GDAL options influencing the gdalwarp process can be configured using the
edk.stitching.Dataset.set_target_options()
function. Also look atedk.stitching.Dataset.set_src_options()
for source dataset related options influencing the gdalwarp process, eg: srcnodataval.- Parameters:
bands (list[string]) – Ordered list of band descriptions to output as VRTs.
Example
>>> import datetime >>> import earth_data_kit as edk >>> ds = edk.stitching.Dataset("example_dataset", "s3://your-bucket-name/path/to/data", "s3") >>> ds.set_timebounds(datetime.datetime(2020, 1, 1), datetime.datetime(2020, 1, 31)) >>> ds.discover() # Discover available scene files before stitching >>> bands = ["red", "green", "blue"] >>> ds.mosaic(bands) # Use mosaic instead of to_vrts >>> ds.save() # Save the output VRTs to a JSON file
- save()
Saves the mosaiced VRTs into a combined JSON file.
This method should be called after the mosaic() method to save the generated VRTs.
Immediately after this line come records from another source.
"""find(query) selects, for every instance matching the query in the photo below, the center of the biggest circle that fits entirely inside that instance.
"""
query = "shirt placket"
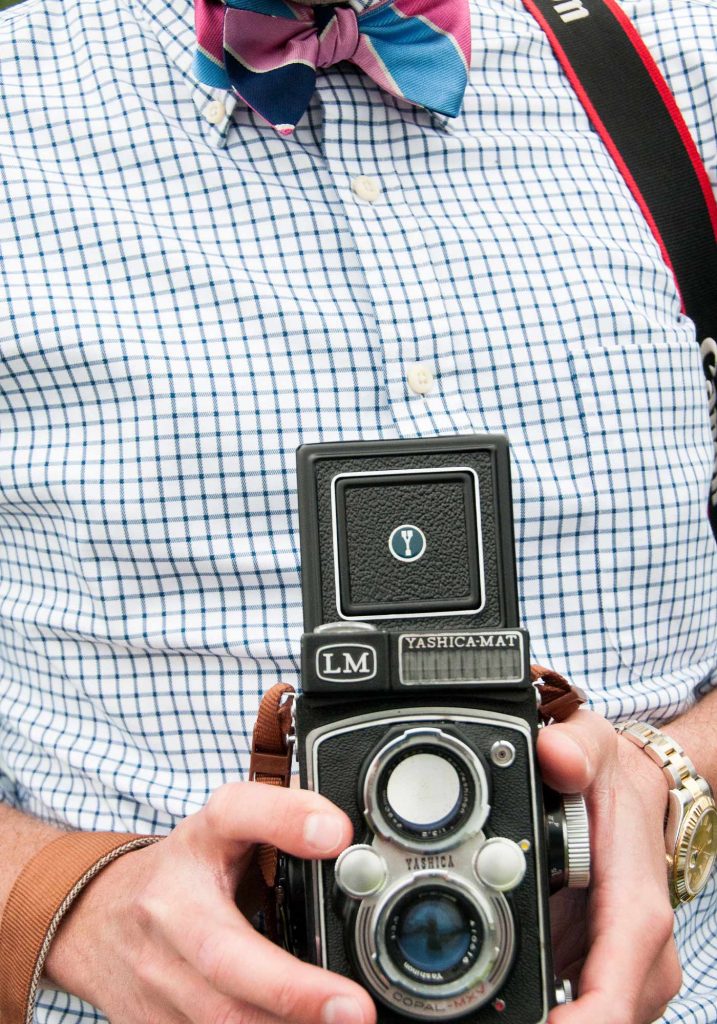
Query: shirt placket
(411, 318)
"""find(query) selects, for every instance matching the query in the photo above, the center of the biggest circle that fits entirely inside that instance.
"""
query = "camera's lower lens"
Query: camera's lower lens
(434, 935)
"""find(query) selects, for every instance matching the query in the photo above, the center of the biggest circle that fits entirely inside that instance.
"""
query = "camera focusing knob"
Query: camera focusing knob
(500, 864)
(361, 871)
(577, 841)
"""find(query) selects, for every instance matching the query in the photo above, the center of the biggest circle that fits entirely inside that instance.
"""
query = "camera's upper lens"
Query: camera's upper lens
(433, 935)
(425, 792)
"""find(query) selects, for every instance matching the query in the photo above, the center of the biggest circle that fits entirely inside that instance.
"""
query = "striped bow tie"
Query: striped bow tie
(267, 51)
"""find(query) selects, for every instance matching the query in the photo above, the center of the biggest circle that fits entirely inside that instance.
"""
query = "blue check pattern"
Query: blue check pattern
(185, 296)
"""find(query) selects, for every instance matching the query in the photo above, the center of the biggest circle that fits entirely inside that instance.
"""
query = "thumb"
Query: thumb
(572, 753)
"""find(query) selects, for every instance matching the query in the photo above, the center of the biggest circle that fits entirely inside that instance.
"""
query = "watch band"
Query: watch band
(677, 768)
(39, 899)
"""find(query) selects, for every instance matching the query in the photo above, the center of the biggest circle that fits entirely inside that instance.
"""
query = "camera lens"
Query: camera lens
(425, 793)
(433, 935)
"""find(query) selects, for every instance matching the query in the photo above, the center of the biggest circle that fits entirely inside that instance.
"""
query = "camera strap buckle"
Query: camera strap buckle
(271, 756)
(558, 699)
(272, 742)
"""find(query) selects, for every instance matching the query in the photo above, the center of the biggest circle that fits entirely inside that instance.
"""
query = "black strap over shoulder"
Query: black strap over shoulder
(631, 107)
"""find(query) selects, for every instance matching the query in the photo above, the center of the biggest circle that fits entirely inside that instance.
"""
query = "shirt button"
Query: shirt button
(215, 112)
(420, 379)
(366, 188)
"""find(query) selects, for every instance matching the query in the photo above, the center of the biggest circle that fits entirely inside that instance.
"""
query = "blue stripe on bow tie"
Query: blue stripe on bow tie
(396, 40)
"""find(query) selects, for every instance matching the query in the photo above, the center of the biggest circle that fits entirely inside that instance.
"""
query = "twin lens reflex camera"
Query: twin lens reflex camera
(418, 718)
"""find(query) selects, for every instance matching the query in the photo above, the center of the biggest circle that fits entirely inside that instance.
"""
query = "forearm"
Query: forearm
(20, 838)
(696, 731)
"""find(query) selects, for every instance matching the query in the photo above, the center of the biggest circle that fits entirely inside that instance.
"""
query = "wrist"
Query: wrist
(647, 777)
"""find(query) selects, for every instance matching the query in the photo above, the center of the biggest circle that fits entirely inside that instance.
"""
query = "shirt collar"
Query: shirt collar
(172, 24)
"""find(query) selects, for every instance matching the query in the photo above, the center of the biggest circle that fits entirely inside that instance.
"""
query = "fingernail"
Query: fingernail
(323, 832)
(342, 1010)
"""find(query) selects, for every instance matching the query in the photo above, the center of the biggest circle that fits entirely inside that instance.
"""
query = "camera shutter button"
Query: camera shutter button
(500, 864)
(361, 871)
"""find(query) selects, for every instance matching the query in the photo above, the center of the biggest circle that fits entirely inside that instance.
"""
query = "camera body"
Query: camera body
(419, 719)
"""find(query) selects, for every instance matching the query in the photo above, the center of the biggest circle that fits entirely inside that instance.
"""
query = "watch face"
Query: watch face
(697, 849)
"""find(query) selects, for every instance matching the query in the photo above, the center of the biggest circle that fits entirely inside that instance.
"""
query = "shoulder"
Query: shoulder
(34, 38)
(681, 35)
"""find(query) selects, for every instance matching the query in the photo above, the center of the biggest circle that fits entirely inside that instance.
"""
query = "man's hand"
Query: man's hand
(157, 937)
(629, 969)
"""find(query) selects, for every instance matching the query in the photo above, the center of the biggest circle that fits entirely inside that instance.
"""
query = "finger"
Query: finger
(178, 986)
(614, 982)
(572, 753)
(663, 984)
(239, 963)
(241, 814)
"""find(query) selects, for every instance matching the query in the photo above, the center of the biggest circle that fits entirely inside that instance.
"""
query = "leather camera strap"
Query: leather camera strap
(39, 899)
(271, 754)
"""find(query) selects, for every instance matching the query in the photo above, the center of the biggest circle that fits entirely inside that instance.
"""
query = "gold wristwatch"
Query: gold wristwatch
(690, 834)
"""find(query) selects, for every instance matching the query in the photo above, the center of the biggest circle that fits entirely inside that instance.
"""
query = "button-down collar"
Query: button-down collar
(171, 22)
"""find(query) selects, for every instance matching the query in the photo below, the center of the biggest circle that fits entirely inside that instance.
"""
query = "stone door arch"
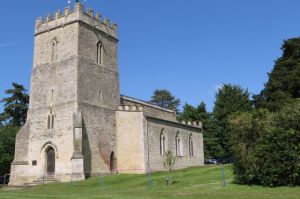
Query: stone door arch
(50, 160)
(112, 163)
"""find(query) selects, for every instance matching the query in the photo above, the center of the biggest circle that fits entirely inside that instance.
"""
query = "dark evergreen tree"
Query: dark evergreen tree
(165, 99)
(284, 79)
(15, 106)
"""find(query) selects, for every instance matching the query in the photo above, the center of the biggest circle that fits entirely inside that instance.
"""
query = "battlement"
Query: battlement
(68, 16)
(130, 108)
(194, 123)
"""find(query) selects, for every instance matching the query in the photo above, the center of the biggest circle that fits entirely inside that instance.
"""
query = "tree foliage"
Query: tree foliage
(7, 147)
(165, 99)
(266, 147)
(15, 106)
(284, 80)
(229, 99)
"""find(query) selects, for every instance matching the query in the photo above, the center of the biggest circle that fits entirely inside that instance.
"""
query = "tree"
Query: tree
(165, 99)
(229, 99)
(266, 147)
(15, 106)
(7, 147)
(169, 164)
(284, 80)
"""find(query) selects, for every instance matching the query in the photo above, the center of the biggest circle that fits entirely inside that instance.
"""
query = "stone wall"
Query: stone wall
(170, 129)
(149, 109)
(130, 141)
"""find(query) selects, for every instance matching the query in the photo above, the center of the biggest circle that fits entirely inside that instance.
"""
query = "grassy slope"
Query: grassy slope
(189, 183)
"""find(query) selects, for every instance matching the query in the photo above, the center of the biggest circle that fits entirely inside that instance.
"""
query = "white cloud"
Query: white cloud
(8, 44)
(218, 87)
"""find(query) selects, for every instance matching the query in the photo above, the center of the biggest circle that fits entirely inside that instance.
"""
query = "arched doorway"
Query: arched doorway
(50, 161)
(112, 162)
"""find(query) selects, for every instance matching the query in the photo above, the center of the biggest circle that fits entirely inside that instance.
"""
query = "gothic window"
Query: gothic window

The resulting JSON path is stored in the json_path attribute.
- Returns:
None
- to_dataarray()
Converts the dataset to an xarray DataArray.
This method opens the JSON file created by save() using xarray with the ‘edk_dataset’ engine and returns the DataArray corresponding to this dataset.
- Returns:
A DataArray containing the dataset’s data with dimensions for time, bands, and spatial coordinates.
- Return type:
xarray.DataArray
Example
>>> import earth_data_kit as edk >>> import datetime >>> ds = edk.stitching.Dataset("example_dataset", "s3://your-bucket/path", "s3") >>> ds.set_timebounds(datetime.datetime(2020, 1, 1), datetime.datetime(2020, 1, 31)) >>> ds.discover() >>> ds.mosaic(bands=["red", "green", "blue"]) >>> ds.save() >>> data_array = ds.to_dataarray()
Note
This method requires that mosaic() and save() have been called first to generate the JSON file.
- static Dataset.dataarray_from_file(json_path)
Creates an xarray DataArray from a JSON file created by the save() method.
Automatically determines optimal chunking based on the underlying raster block size.
- Parameters:
json_path (str) – Path to the JSON file containing dataset information.
- Returns:
DataArray with dimensions for time, bands, and spatial coordinates.
- Return type:
xarray.DataArray
Example
>>> import earth_data_kit as edk >>> data_array = edk.stitching.Dataset.dataarray_from_file("path/to/dataset.json")
Note
Loads a previously saved dataset without needing to recreate the Dataset object.